Oil prices are breaking out, raising the potential for a move toward $95 per barrel.

(Source: Barchart.com)

Commercial crude oil inventories fell 2.2 mb compared to forecasts of a 2.0 mb build.  The SPR fell 0.3 mb, which puts the net draw at 2.4 mb (difference due to rounding).

In the details, U.S. crude oil production was steady at 12.9 mbpd.  Exports fell 1.1 mbpd, while imports rose 0.7 mbpd.  Refining activity fell 1.6% to 89.5% of capacity. We are clearly heading into the autumn refinery maintenance period which should reduce demand.

(Sources:  DOE, CIM)

(Sources: DOE, CIM)

The above chart shows the seasonal pattern for crude oil inventories.  Last week’s decline is contra seasonal and thus is bullish for crude oil prices.

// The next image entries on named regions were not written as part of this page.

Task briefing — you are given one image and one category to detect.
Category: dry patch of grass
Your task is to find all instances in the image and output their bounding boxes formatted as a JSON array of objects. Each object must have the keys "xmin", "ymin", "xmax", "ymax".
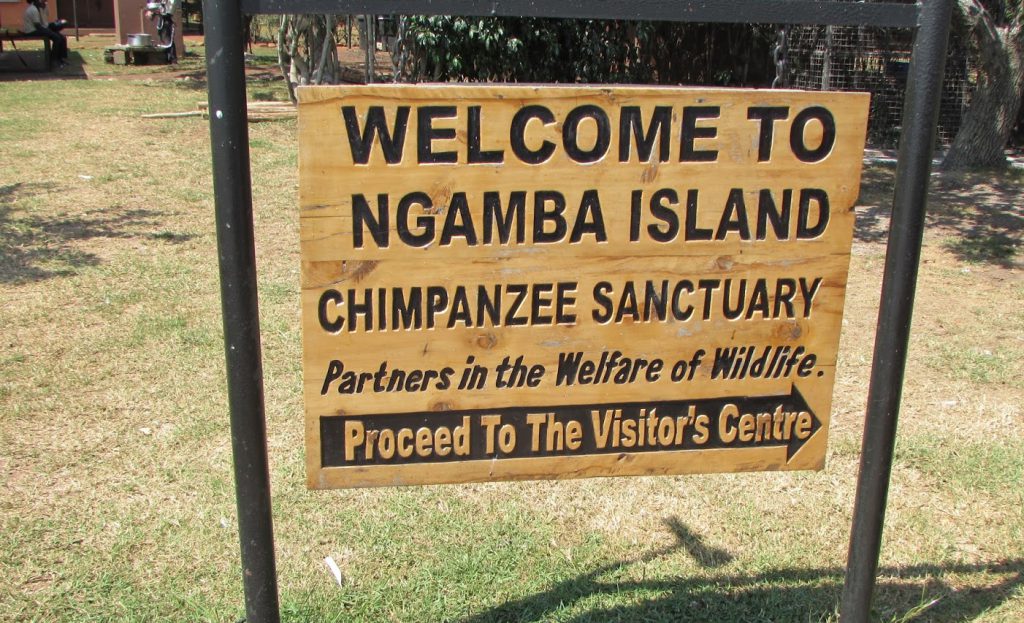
[{"xmin": 0, "ymin": 68, "xmax": 1024, "ymax": 623}]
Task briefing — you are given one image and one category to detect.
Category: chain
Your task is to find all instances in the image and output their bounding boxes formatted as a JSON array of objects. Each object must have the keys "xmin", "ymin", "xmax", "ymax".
[{"xmin": 771, "ymin": 26, "xmax": 790, "ymax": 89}]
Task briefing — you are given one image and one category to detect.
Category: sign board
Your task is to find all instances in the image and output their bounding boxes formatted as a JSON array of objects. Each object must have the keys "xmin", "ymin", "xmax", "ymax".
[{"xmin": 299, "ymin": 85, "xmax": 868, "ymax": 488}]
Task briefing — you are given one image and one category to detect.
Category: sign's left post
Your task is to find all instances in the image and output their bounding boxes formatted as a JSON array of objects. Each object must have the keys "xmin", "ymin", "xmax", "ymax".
[{"xmin": 203, "ymin": 0, "xmax": 281, "ymax": 623}]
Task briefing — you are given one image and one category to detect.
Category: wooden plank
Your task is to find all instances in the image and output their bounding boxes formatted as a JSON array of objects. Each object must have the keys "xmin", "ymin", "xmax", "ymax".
[{"xmin": 299, "ymin": 85, "xmax": 867, "ymax": 488}]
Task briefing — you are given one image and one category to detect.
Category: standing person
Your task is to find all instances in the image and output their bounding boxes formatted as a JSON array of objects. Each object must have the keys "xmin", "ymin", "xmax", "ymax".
[
  {"xmin": 22, "ymin": 0, "xmax": 68, "ymax": 68},
  {"xmin": 145, "ymin": 0, "xmax": 178, "ymax": 64}
]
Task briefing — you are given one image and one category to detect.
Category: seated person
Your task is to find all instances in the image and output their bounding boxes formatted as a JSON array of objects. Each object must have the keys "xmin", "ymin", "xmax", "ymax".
[{"xmin": 22, "ymin": 0, "xmax": 68, "ymax": 67}]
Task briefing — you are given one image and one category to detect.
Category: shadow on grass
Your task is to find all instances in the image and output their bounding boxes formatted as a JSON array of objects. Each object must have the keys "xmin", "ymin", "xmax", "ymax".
[
  {"xmin": 0, "ymin": 50, "xmax": 88, "ymax": 82},
  {"xmin": 0, "ymin": 182, "xmax": 193, "ymax": 284},
  {"xmin": 462, "ymin": 517, "xmax": 1024, "ymax": 623},
  {"xmin": 855, "ymin": 166, "xmax": 1024, "ymax": 267}
]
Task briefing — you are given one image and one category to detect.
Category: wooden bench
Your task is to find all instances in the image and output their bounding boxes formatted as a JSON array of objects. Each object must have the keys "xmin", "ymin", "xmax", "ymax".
[{"xmin": 0, "ymin": 30, "xmax": 53, "ymax": 72}]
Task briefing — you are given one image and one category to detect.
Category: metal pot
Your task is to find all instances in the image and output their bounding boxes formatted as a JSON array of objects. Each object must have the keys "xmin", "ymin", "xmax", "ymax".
[{"xmin": 128, "ymin": 33, "xmax": 153, "ymax": 47}]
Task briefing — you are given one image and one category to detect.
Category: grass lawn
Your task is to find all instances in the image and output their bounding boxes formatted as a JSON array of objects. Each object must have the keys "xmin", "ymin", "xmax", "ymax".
[{"xmin": 0, "ymin": 41, "xmax": 1024, "ymax": 623}]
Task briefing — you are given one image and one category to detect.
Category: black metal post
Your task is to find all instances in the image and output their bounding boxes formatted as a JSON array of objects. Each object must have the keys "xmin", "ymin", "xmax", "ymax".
[
  {"xmin": 203, "ymin": 0, "xmax": 281, "ymax": 623},
  {"xmin": 840, "ymin": 0, "xmax": 954, "ymax": 623}
]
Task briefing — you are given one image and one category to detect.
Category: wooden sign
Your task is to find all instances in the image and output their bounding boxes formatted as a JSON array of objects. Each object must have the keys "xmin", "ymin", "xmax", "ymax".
[{"xmin": 299, "ymin": 85, "xmax": 868, "ymax": 489}]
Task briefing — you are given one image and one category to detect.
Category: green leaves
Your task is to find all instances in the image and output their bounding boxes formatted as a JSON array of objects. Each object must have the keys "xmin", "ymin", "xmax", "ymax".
[{"xmin": 402, "ymin": 16, "xmax": 774, "ymax": 85}]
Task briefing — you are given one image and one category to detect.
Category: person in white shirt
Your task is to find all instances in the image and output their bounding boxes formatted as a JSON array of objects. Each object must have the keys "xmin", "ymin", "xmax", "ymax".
[{"xmin": 22, "ymin": 0, "xmax": 68, "ymax": 67}]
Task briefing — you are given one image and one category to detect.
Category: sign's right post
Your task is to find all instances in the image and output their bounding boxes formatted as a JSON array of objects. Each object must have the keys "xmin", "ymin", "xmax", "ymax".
[{"xmin": 840, "ymin": 0, "xmax": 953, "ymax": 623}]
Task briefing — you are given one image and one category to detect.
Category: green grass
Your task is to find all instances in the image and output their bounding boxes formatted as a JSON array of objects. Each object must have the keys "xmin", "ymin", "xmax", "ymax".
[{"xmin": 0, "ymin": 55, "xmax": 1024, "ymax": 623}]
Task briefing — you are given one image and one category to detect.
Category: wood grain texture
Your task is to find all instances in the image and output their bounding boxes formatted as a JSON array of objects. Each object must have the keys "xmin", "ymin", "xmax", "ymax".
[{"xmin": 299, "ymin": 85, "xmax": 867, "ymax": 488}]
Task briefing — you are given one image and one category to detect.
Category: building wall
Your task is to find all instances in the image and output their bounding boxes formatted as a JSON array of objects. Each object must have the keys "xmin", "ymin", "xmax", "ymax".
[
  {"xmin": 0, "ymin": 0, "xmax": 63, "ymax": 31},
  {"xmin": 57, "ymin": 0, "xmax": 114, "ymax": 28}
]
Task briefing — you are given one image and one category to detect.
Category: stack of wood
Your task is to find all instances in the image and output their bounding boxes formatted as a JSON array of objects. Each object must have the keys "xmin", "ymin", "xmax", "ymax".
[{"xmin": 142, "ymin": 101, "xmax": 297, "ymax": 123}]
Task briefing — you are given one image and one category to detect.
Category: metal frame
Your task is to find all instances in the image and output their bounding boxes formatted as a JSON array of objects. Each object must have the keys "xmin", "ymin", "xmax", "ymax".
[{"xmin": 203, "ymin": 0, "xmax": 954, "ymax": 623}]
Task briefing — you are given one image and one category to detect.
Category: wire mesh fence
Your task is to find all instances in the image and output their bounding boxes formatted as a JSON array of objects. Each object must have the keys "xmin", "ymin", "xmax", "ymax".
[{"xmin": 779, "ymin": 9, "xmax": 975, "ymax": 148}]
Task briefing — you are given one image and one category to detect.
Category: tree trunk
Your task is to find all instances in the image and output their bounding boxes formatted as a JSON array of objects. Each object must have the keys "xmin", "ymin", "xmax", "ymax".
[
  {"xmin": 278, "ymin": 14, "xmax": 339, "ymax": 101},
  {"xmin": 942, "ymin": 0, "xmax": 1024, "ymax": 170}
]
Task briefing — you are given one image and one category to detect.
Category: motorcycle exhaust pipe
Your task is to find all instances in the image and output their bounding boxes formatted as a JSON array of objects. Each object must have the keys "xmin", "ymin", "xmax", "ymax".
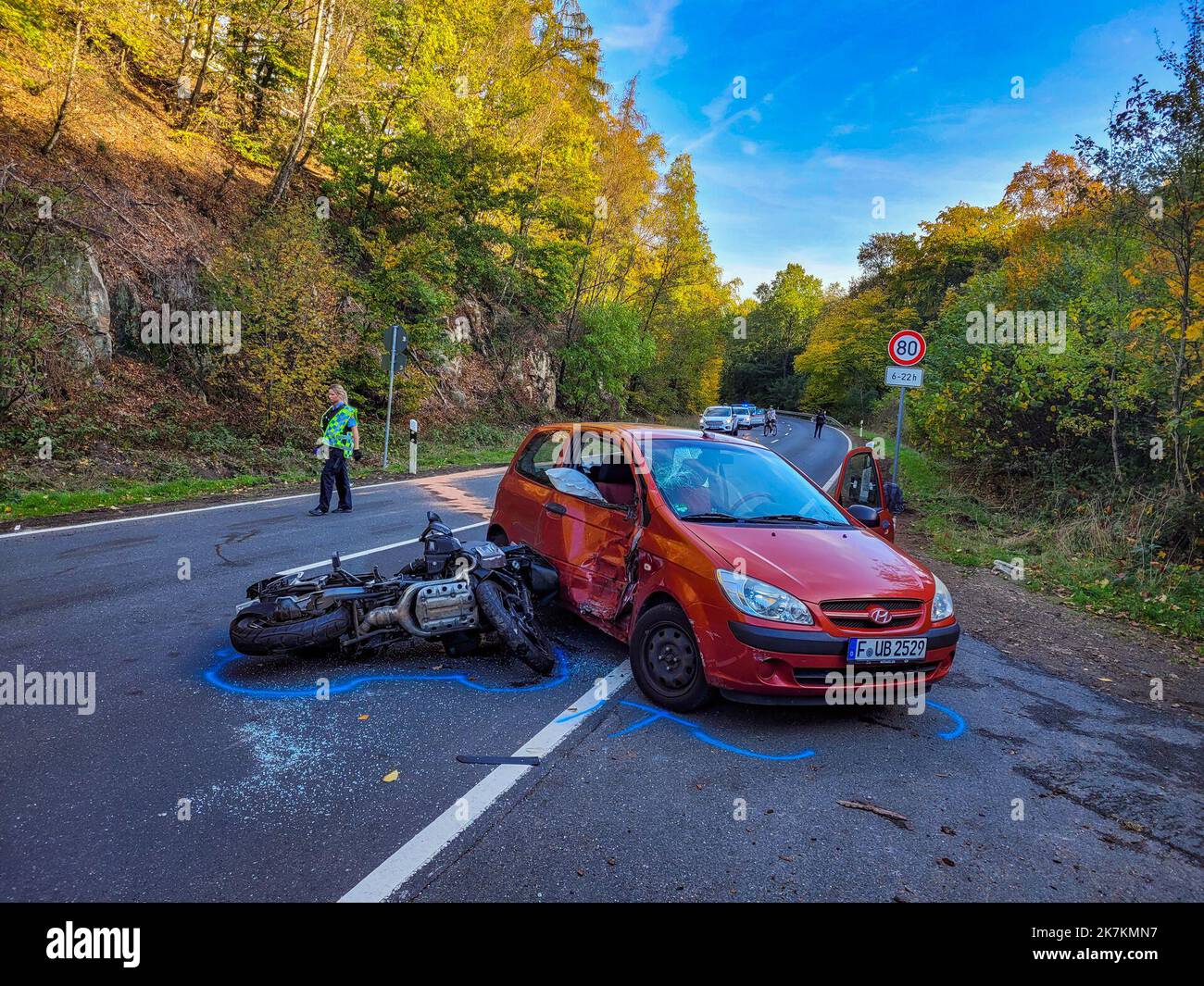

Fair value, using commercial inventories and the EUR for independent variables, yields a price of $74.92.  Commercial inventory levels are a bearish factor for oil prices, but with the unprecedented withdrawal of SPR oil, we think that the total-stocks number is more relevant.

Since the SPR is being used, to some extent, as a buffer stock, we have constructed oil inventory charts incorporating both the SPR and commercial inventories.

Total stockpiles peaked in 2017 and are now at levels last seen in late 1984.  Using total stocks since 2015, fair value is $95.49.